LaValva and his supporters, including Save Our Seaport, have opposed a tower on the site and LaValva was not invited to participate in a large working group meant to influence how the Seaport is developed. He said he had been told that he was excluded because of possible conflict of interest, since the market may become part of the plan. LaValva said he didn’t believe it.

Now, it appears, he is out of the picture entirely.

“He is brilliant and and I am so disappointed that he gave up so soon,” Julie Finch, a Save Our Seaport member, said of LaValva.  “We haven't even finished working on defending this neighborhood.”

But board member Roland Lewis said it is too soon to call this the end of the New Amsterdam Market.
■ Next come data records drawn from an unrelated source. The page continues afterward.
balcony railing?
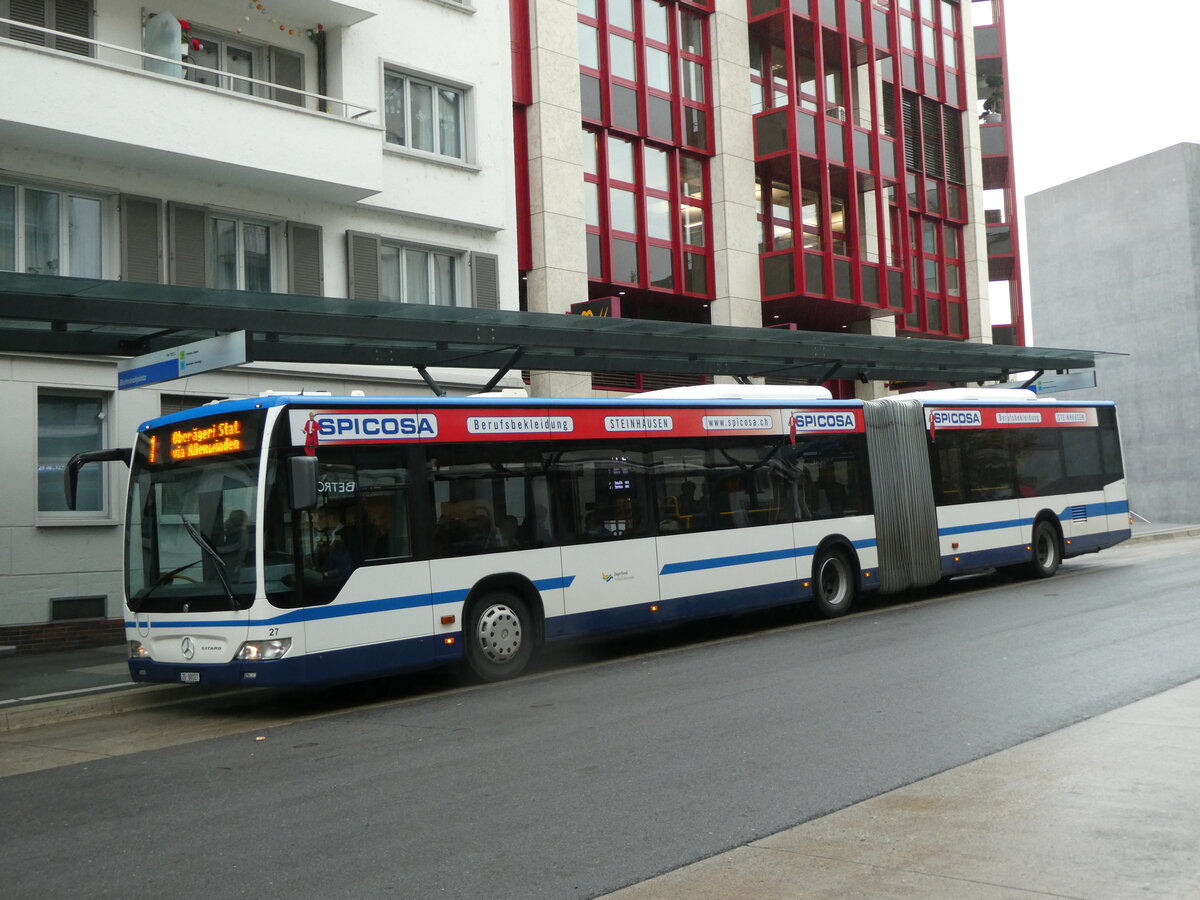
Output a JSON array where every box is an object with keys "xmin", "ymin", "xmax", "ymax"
[{"xmin": 0, "ymin": 18, "xmax": 376, "ymax": 119}]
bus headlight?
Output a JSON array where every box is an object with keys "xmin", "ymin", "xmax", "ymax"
[{"xmin": 234, "ymin": 637, "xmax": 292, "ymax": 662}]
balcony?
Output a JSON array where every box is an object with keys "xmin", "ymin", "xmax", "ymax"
[{"xmin": 0, "ymin": 15, "xmax": 383, "ymax": 203}]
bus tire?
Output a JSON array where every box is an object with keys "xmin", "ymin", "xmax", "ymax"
[
  {"xmin": 463, "ymin": 590, "xmax": 535, "ymax": 682},
  {"xmin": 1026, "ymin": 518, "xmax": 1062, "ymax": 578},
  {"xmin": 812, "ymin": 547, "xmax": 854, "ymax": 619}
]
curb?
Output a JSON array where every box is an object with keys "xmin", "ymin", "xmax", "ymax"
[
  {"xmin": 1117, "ymin": 526, "xmax": 1200, "ymax": 547},
  {"xmin": 0, "ymin": 684, "xmax": 214, "ymax": 734}
]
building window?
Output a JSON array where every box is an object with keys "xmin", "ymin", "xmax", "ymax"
[
  {"xmin": 379, "ymin": 244, "xmax": 462, "ymax": 306},
  {"xmin": 383, "ymin": 70, "xmax": 467, "ymax": 160},
  {"xmin": 209, "ymin": 212, "xmax": 271, "ymax": 292},
  {"xmin": 37, "ymin": 391, "xmax": 108, "ymax": 516},
  {"xmin": 185, "ymin": 29, "xmax": 263, "ymax": 96},
  {"xmin": 0, "ymin": 182, "xmax": 103, "ymax": 278},
  {"xmin": 0, "ymin": 0, "xmax": 94, "ymax": 56}
]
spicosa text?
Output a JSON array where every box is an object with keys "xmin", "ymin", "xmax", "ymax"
[{"xmin": 317, "ymin": 413, "xmax": 438, "ymax": 442}]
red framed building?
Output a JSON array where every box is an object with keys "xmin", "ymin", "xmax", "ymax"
[{"xmin": 512, "ymin": 0, "xmax": 1020, "ymax": 392}]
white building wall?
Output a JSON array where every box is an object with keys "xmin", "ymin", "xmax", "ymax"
[{"xmin": 0, "ymin": 0, "xmax": 520, "ymax": 628}]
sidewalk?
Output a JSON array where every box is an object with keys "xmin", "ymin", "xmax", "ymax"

The board of directors, he said, is planning to meet right away to “discuss options in the future.”

"Give us a chance to regroup," Lewis said. "Maybe we’ll come back stronger than ever."

 

 

Below is LaValva's letter announcing his decision.

 

July 14, 2014

Dear Friends:

I am sorry to announce that New Amsterdam Market has ended, and will no longer take place on South Street.

Founded in 2005, New Amsterdam Market was first staged at the site of the Old Fulton Fish Market in Lower Manhattan on December 16, 2007. Over the ensuing seven years, the market grew in frequency and scope while nurturing an evolving community of small businesses dedicated to sustainable food production, regional economies, and fair trade.   

Through our steadfast presence under every adversity, we also championed the preservation of New York City's oldest commons, where public trade has been conducted since 1642.  We held a total 88 markets and numerous innovative celebrations of our region's bounty; supported nearly 500 food entrepreneurs; and contributed to the creation of more than 350 jobs.  

However, I was never able to raise the funding or attract the influential backers needed for our organization to thrive.  Furthermore, we were dealt a mortal blow in 2013 when Council Member Chin, who had long professed to support our cause, betrayed the community in favor of a suburban shopping mall developer, Howard Hughes.  As a result, Lower Manhattan has already lost more than one acre of beloved and irreplaceable public space and is now seeing its most precious public asset ruined by inappropriate programming and terrible waterfront design.

Our last market at this location was held on Saturday, June 21, 2014.

I thank all of you who supported this endeavor.